Hughes again took up the image of St. Paul’s Church in 1947, after his return from the war. This was the fourth of his postwar paintings, and he was determined to make it an outstanding picture. In preparation, he created a small tonal study in watercolour that, though tiny, he believed could be seen across the room. He had seen his work exhibited in various exhibitions with official Canadian War Artists, often with poor lighting in dim drill halls. Now, to make his paintings ring out, he decided that he needed to simplify his subject matter and put it across with a strong compositional kick. With that in mind, he did this little study to bring a different expression to what had been a gentle picture of St. Paul’s Church in North Vancouver.
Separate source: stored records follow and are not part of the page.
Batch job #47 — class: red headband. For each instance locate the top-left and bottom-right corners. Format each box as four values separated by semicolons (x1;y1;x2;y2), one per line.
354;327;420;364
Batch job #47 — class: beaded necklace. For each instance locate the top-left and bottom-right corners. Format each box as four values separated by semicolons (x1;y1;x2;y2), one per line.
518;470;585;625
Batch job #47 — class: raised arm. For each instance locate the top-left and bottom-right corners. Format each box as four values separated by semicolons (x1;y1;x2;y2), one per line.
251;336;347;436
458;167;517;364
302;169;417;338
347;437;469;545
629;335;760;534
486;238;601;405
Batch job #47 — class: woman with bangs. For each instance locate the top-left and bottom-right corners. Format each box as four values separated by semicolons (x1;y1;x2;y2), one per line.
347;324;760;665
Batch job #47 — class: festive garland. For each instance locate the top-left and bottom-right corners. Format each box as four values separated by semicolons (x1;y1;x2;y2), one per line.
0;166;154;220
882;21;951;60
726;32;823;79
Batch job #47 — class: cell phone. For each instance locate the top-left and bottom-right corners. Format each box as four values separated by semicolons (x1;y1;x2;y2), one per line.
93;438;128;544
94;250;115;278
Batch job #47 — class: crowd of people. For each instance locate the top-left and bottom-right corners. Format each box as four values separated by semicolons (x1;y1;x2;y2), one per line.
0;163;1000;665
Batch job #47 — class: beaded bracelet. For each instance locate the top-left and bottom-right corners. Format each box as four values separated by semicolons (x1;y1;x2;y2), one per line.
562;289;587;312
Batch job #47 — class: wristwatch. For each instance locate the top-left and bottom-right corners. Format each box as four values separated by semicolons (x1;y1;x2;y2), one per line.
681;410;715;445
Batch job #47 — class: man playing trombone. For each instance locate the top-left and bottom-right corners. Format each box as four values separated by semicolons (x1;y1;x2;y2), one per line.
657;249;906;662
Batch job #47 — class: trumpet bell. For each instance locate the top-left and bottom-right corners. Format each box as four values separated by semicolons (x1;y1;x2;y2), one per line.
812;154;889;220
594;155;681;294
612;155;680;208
Without the prospect of likely customers or exhibitions ahead of him, Hughes took out one of the large canvases he had brought home from the War Art Program and set to work. The painting of St. Paul’s is one of the largest Hughes ever made, at forty by forty-eight inches (101.6 x 122.0 cm). In the new image, the fronts of the church and the houses shine with an intense light from the south, set against a brooding sky of tumultuous and profound darkness. The North Shore Mountains now seem to rise to awesome heights.

“There is an element of menace in the image,” Ian Thom wrote in his book on Hughes, “heightened by the minute scale of the people. The houses are monstrously large, and the church, in contrast to everything around it, is nobly erect.”
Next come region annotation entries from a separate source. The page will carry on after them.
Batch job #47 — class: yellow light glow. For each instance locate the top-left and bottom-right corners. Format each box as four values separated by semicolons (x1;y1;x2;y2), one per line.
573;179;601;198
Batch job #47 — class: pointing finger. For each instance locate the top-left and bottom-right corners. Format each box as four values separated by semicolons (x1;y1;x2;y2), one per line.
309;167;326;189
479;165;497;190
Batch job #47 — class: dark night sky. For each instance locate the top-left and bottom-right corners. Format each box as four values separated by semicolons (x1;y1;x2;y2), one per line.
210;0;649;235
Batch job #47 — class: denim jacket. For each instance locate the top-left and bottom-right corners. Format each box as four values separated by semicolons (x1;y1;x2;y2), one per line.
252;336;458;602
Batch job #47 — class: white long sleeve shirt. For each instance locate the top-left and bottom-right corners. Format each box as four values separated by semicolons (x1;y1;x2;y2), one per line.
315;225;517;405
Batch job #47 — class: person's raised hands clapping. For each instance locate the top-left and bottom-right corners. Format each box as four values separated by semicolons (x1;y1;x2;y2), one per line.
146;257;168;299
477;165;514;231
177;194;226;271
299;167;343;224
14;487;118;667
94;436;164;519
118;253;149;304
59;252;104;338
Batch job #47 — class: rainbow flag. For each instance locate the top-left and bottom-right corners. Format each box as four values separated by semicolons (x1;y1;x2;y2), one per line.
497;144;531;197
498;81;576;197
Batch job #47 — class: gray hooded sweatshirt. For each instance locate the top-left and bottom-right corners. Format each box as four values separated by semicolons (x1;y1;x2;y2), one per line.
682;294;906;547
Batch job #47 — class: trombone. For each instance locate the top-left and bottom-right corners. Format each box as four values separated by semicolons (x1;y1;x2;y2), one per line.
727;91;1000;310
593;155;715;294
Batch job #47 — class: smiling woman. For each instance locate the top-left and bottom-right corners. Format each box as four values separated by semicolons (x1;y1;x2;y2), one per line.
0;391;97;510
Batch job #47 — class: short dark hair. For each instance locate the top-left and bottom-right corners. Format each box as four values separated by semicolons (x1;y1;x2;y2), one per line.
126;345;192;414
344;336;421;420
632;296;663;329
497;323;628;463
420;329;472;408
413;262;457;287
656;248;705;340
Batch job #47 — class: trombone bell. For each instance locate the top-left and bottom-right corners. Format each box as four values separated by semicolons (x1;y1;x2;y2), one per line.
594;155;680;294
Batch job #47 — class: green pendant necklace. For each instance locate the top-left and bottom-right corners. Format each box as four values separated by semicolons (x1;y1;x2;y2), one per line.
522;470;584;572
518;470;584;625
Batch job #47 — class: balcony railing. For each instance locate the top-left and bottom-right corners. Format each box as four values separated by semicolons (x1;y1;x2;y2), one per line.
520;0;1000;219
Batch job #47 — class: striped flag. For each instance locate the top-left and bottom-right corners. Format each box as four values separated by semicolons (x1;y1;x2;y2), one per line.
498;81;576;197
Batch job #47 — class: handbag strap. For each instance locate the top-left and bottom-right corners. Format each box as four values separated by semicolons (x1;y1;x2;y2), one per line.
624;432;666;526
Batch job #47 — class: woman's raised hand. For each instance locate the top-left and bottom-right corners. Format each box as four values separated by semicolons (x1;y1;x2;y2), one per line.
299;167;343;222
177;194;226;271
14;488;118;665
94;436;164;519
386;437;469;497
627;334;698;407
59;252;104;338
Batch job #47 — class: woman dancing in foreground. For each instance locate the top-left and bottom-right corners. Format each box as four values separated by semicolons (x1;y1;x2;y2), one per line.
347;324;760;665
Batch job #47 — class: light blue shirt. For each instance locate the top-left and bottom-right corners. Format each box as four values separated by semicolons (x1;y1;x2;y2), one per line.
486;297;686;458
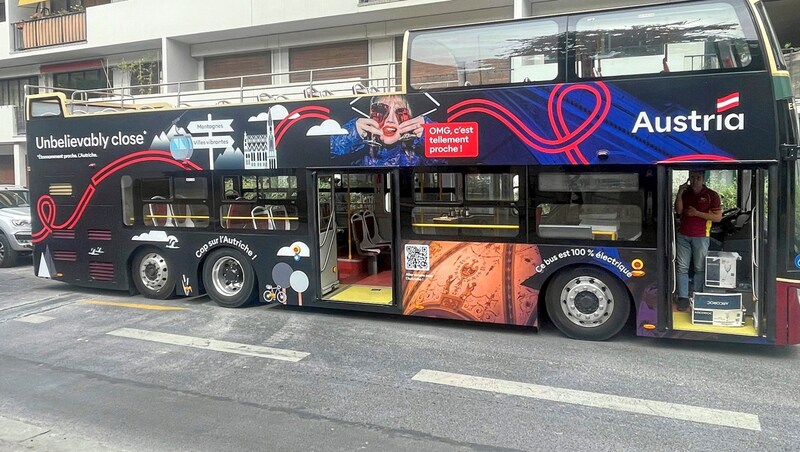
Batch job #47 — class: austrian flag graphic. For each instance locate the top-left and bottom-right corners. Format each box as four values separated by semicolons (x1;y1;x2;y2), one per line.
717;92;739;113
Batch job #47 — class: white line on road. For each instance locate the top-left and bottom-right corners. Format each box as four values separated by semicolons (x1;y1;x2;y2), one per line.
107;328;309;363
14;314;55;323
412;369;761;432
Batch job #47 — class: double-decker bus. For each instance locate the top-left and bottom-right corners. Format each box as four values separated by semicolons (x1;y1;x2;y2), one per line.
27;0;800;344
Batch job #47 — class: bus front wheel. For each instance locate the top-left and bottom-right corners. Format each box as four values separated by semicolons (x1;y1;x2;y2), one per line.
133;249;175;300
203;248;256;308
545;266;630;341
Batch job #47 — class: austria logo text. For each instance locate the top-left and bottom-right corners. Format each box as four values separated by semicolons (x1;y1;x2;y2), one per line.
631;92;744;133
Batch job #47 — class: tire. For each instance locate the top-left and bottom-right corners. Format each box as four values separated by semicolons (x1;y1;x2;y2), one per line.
203;248;256;308
545;266;631;341
0;232;19;268
131;248;176;300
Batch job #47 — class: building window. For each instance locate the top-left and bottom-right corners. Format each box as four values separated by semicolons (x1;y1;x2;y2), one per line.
0;77;39;107
289;41;369;83
53;69;109;97
50;0;83;14
203;52;272;89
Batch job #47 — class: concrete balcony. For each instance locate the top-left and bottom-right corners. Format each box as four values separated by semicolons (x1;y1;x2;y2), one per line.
13;11;86;51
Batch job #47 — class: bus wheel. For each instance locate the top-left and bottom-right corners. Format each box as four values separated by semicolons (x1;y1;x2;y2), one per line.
133;249;175;300
545;267;631;341
203;248;256;308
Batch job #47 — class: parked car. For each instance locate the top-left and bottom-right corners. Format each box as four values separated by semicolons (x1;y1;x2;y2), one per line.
0;185;33;267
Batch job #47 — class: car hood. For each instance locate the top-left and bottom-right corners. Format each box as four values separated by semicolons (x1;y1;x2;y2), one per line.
0;207;31;221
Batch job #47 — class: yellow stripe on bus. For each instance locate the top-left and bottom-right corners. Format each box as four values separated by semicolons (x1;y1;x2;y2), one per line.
81;300;189;311
411;223;519;229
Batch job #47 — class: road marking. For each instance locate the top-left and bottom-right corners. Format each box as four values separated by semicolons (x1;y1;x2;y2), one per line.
80;300;189;311
0;416;49;440
412;369;761;432
14;314;55;323
107;328;310;363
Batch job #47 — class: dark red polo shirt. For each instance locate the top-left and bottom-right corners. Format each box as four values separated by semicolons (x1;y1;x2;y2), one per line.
678;185;721;237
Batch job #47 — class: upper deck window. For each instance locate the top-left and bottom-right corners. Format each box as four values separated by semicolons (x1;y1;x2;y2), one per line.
409;20;559;90
570;2;761;78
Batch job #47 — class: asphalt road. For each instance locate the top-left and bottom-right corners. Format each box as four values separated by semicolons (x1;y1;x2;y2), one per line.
0;265;800;452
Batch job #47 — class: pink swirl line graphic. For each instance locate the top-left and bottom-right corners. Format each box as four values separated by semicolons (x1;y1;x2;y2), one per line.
447;82;611;164
275;105;331;147
32;150;202;243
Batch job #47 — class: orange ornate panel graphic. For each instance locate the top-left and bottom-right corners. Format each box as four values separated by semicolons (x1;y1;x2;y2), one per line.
402;241;541;326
Hughes himself didn’t think of the scene as menacing at all, but full of dignity. Pat Salmon quoted him as saying, “I saw dignity in the sight of the old church rising above the humble houses nearby. I cut out a lot of the ornament and detail of the steeples. I almost made them unreal in attempting to simplify it.” In the foreground, children are going about their activities, there are people sitting on the boardwalk, and smoke rises from a distant chimney. Despite its darkness, this painting shows a world at peace.